It is 3:14 AM, and a developer is staring at a terminal window in a state of pure frustration. They’ve spent the last four hours trying to get a local 8B model to write a coherent 3,000-word short story. Everything is going great for the first six hundred tokens, but then the model hits a wall. Suddenly, the prose descends into a repetitive loop, or worse, it decides to wrap up the entire plot in a single, abrupt paragraph that reads like a Wikipedia summary. The hardware is humming, the VRAM is holding, but the intelligence has simply evaporated.
The long-form collapse
- Introduction of a guidance mechanism to prevent quality degradation in long-form output.
- A method to force small open-weight models to adhere to requested lengths without filling space with fluff.
- Reduction of the “drift” effect where models lose the plot as token counts increase.
- A framework for bridging the gap between 7B-class models and frontier-scale giants in creative writing.
Why are we still pretending that 8B models can handle a novel? If you’ve spent any time running Llama 3 or Mistral Nemo locally, you know the drill. These models are fantastic for chat, coding, and short summaries, but the moment you ask for a long-form narrative, they behave like a toddler trying to build a skyscraper—they get the first three floors looking great, and then the whole thing tips over. The POLARIS paper identifies this exactly: small models either choke on the length or sacrifice all coherence to hit a word count.
The solution presented here isn’t about just adding more data or increasing the context window (which is a hardware tax we can’t always afford). Instead, it’s about guiding the model to maintain a structural trajectory. In my view, this is the only logical path for the local-inference community. We cannot simply wait for someone to shrink a 400B model into a 7B footprint without losing the “soul” of the writing. If we want a model that can actually draft a chapter of a book without hallucinating its own ending, we need this kind of architectural steering rather than just hoping the next fine-tune is “smarter.”
From a deployment perspective, this is where things get interesting for those of us with a 3090 or 4090. Most of the current creative writing “fixes” involve massive ensembles or prompt-chaining that kills your tokens-per-second. If Polaris can be baked into a weight-set or implemented via a lightweight adapter, we can keep our inference speeds high in Ollama or llama.cpp without needing a Mac M3 Ultra just to maintain a plot point. (And probably not the 16GB versions of those cards, either). The real test will be seeing if this survives quantization. If the guidance breaks the moment you move to a GGUF Q4_K_M or an EXL2 4.0bpw, then it’s a laboratory curiosity, not a tool for the people.
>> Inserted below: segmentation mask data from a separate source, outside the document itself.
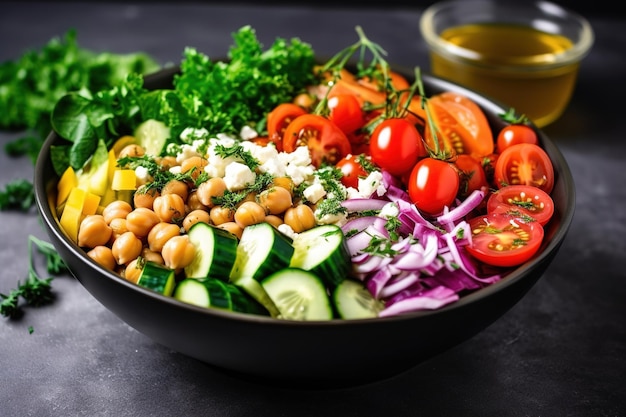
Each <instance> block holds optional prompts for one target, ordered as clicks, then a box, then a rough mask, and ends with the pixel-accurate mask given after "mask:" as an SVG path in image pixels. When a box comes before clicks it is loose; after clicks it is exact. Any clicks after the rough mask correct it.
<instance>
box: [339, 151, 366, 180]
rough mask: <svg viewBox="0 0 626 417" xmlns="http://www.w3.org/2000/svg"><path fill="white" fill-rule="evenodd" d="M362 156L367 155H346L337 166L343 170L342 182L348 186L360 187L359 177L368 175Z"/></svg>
mask: <svg viewBox="0 0 626 417" xmlns="http://www.w3.org/2000/svg"><path fill="white" fill-rule="evenodd" d="M360 158H365V155H358V156H357V155H353V154H348V155H346V156H345V157H344V158H343V159H342V160H341V161H339V162H337V165H335V167H336V168H337V169H339V170H340V171H341V173H342V174H343V177H341V183H342V184H343V185H345V186H346V187H352V188H359V178H365V177H367V171H365V169H364V168H363V165H362V164H361V162H360Z"/></svg>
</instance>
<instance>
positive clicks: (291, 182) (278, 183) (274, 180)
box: [272, 177, 295, 198]
mask: <svg viewBox="0 0 626 417" xmlns="http://www.w3.org/2000/svg"><path fill="white" fill-rule="evenodd" d="M272 184H273V185H274V186H275V187H283V188H285V189H286V190H287V191H289V194H291V197H292V198H293V189H294V188H295V185H294V183H293V180H292V179H291V178H289V177H276V178H274V180H273V181H272Z"/></svg>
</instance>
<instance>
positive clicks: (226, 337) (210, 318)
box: [34, 68, 575, 388]
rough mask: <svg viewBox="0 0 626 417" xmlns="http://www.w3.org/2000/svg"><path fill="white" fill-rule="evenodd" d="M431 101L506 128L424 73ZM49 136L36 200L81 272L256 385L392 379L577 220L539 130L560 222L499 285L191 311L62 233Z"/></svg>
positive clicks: (36, 184) (538, 263) (118, 311)
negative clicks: (339, 306)
mask: <svg viewBox="0 0 626 417" xmlns="http://www.w3.org/2000/svg"><path fill="white" fill-rule="evenodd" d="M176 70H177V69H176V68H172V69H167V70H163V71H160V72H158V73H156V74H153V75H152V76H149V77H146V87H148V88H161V87H171V82H172V77H173V74H174V73H176ZM423 81H424V85H425V89H426V94H428V95H432V94H434V93H437V92H440V91H444V90H451V91H457V92H460V93H463V94H466V95H468V96H469V97H471V98H472V99H473V100H475V101H476V102H477V103H478V104H479V105H480V106H481V107H482V108H483V110H484V111H485V112H486V114H487V116H488V119H489V122H490V124H491V125H492V127H493V129H494V131H497V130H499V129H500V128H501V127H502V121H501V120H500V118H499V117H498V114H500V113H502V112H504V111H505V109H504V108H503V107H501V106H500V105H498V104H496V103H494V102H492V101H490V100H488V99H486V98H484V97H482V96H480V95H477V94H476V93H474V92H472V91H469V90H467V89H464V88H462V87H459V86H458V85H455V84H452V83H449V82H446V81H443V80H441V79H437V78H434V77H432V76H428V75H424V76H423ZM59 140H60V138H59V137H58V136H57V135H56V134H55V133H51V134H50V136H49V137H48V138H47V140H46V142H45V144H44V146H43V148H42V150H41V153H40V155H39V159H38V161H37V164H36V170H35V181H34V182H35V194H36V200H37V206H38V209H39V211H40V213H41V215H42V217H43V223H44V226H45V228H46V230H47V232H48V234H49V236H50V239H51V241H52V243H53V244H54V246H55V247H56V248H57V250H58V251H59V253H60V254H61V256H62V257H63V259H64V260H65V261H66V263H67V265H68V266H69V268H70V269H71V271H72V273H73V275H74V276H75V277H76V278H77V279H78V280H79V281H80V282H81V284H82V285H83V286H84V287H85V288H86V289H87V290H88V291H89V292H90V293H91V294H92V295H93V296H94V297H95V298H96V299H97V300H98V301H99V302H101V303H102V304H103V305H104V306H105V307H107V308H108V309H110V310H111V311H112V312H113V313H115V314H116V315H117V316H118V317H119V318H121V319H122V320H123V321H125V322H126V323H128V324H129V325H130V326H132V327H133V328H135V329H137V330H138V331H140V332H142V333H143V334H145V335H147V336H148V337H150V338H152V339H153V340H154V341H155V342H157V343H160V344H162V345H164V346H167V347H169V348H171V349H173V350H175V351H178V352H181V353H183V354H185V355H188V356H190V357H193V358H196V359H198V360H200V361H203V362H206V363H208V364H210V365H213V366H214V367H216V368H220V369H223V370H227V371H228V372H230V373H233V374H236V375H240V376H245V377H247V378H250V379H257V380H263V381H271V382H274V383H277V384H282V383H284V384H289V386H306V387H310V388H312V387H317V388H324V387H337V386H350V385H357V384H364V383H369V382H373V381H378V380H382V379H386V378H389V377H392V376H394V375H397V374H399V373H401V372H403V371H406V370H408V369H410V368H412V367H414V366H416V365H418V364H419V363H421V362H423V361H425V360H427V359H429V358H431V357H432V356H434V355H436V354H439V353H441V352H444V351H445V350H447V349H449V348H451V347H453V346H455V345H457V344H459V343H461V342H463V341H465V340H467V339H469V338H471V337H472V336H474V335H476V334H477V333H478V332H480V331H482V330H483V329H485V328H486V327H487V326H489V325H490V324H492V323H493V322H494V321H495V320H497V319H498V318H499V317H500V316H502V315H503V314H504V313H505V312H507V311H508V310H509V309H510V308H511V307H512V306H513V305H515V304H516V303H517V302H518V301H519V300H520V299H521V298H522V297H523V296H524V295H525V294H526V293H527V291H528V290H529V289H530V288H531V287H532V286H533V285H534V284H535V283H536V282H537V280H538V279H539V278H540V277H541V276H542V274H543V273H544V271H545V270H546V268H547V267H548V265H549V264H550V262H551V261H552V260H553V258H554V256H555V254H556V253H557V251H558V250H559V248H560V246H561V244H562V242H563V239H564V238H565V236H566V233H567V230H568V228H569V226H570V223H571V220H572V217H573V215H574V207H575V190H574V181H573V178H572V174H571V172H570V170H569V167H568V166H567V163H566V161H565V159H564V157H563V155H562V154H561V152H560V151H559V149H558V148H557V146H556V145H555V144H554V143H553V142H552V141H551V140H550V139H549V138H548V137H546V135H545V134H543V133H542V132H540V140H541V144H542V146H543V147H544V149H545V150H546V151H547V153H548V154H549V155H550V158H551V159H552V162H553V164H554V168H555V171H556V178H555V185H554V191H553V193H552V197H553V199H554V203H555V213H554V216H553V218H552V220H551V222H550V223H549V225H548V226H547V228H546V234H545V239H544V243H543V247H542V249H541V252H540V253H539V254H538V255H537V256H535V257H534V258H533V259H532V260H530V261H528V262H526V263H525V264H523V265H521V266H519V267H517V268H516V269H514V270H513V271H512V272H511V273H510V274H509V275H507V276H506V277H505V278H503V279H502V280H501V281H499V282H497V283H495V284H493V285H491V286H488V287H486V288H484V289H481V290H479V291H476V292H474V293H472V294H469V295H467V296H464V297H462V298H461V299H460V300H459V301H457V302H455V303H453V304H450V305H448V306H446V307H443V308H441V309H439V310H436V311H424V312H416V313H412V314H406V315H403V316H397V317H389V318H384V319H382V318H381V319H365V320H352V321H340V320H336V321H328V322H295V321H284V320H283V321H281V320H277V319H272V318H267V317H261V316H253V315H245V314H238V313H231V312H224V311H220V310H213V309H204V308H199V307H195V306H192V305H188V304H184V303H182V302H179V301H177V300H175V299H174V298H170V297H166V296H163V295H160V294H157V293H155V292H152V291H150V290H147V289H145V288H142V287H140V286H137V285H135V284H132V283H130V282H128V281H126V280H124V279H123V278H121V277H120V276H118V275H116V274H115V273H113V272H111V271H108V270H106V269H105V268H103V267H101V266H99V265H98V264H96V263H95V262H94V261H92V260H91V259H90V258H89V257H88V256H87V255H86V254H85V252H84V251H83V250H82V249H81V248H80V247H78V246H77V245H76V244H74V243H73V242H72V241H71V240H70V239H68V238H67V237H66V236H65V234H64V233H63V231H62V229H61V227H60V225H59V221H58V218H57V216H56V214H55V210H54V204H50V203H49V201H50V198H51V196H54V194H55V190H56V183H57V180H58V177H57V176H56V175H55V173H54V170H53V168H52V163H51V161H50V147H51V146H53V145H54V144H55V143H57V142H58V141H59Z"/></svg>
Compared to the current open-weights pecking order, the gap in long-form writing is the one place where the “frontier” models still hold a massive lead. Llama 3.1 is a beast, but it still suffers from the same structural decay as its peers when pushed past a few pages of prose. By Q4, we will see a specialized “Writer’s” fine-tune of a Llama-3 variant using Polaris-style guidance that consistently outperforms the base models in long-form coherence benchmarks. It is a necessary evolution; otherwise, local models remain glorified chatbots that can’t tell a story to save their lives.
The hardware is ready, the weights are available, but the coherence is still missing.
Small models finally have a map to stop them from wandering off a cliff.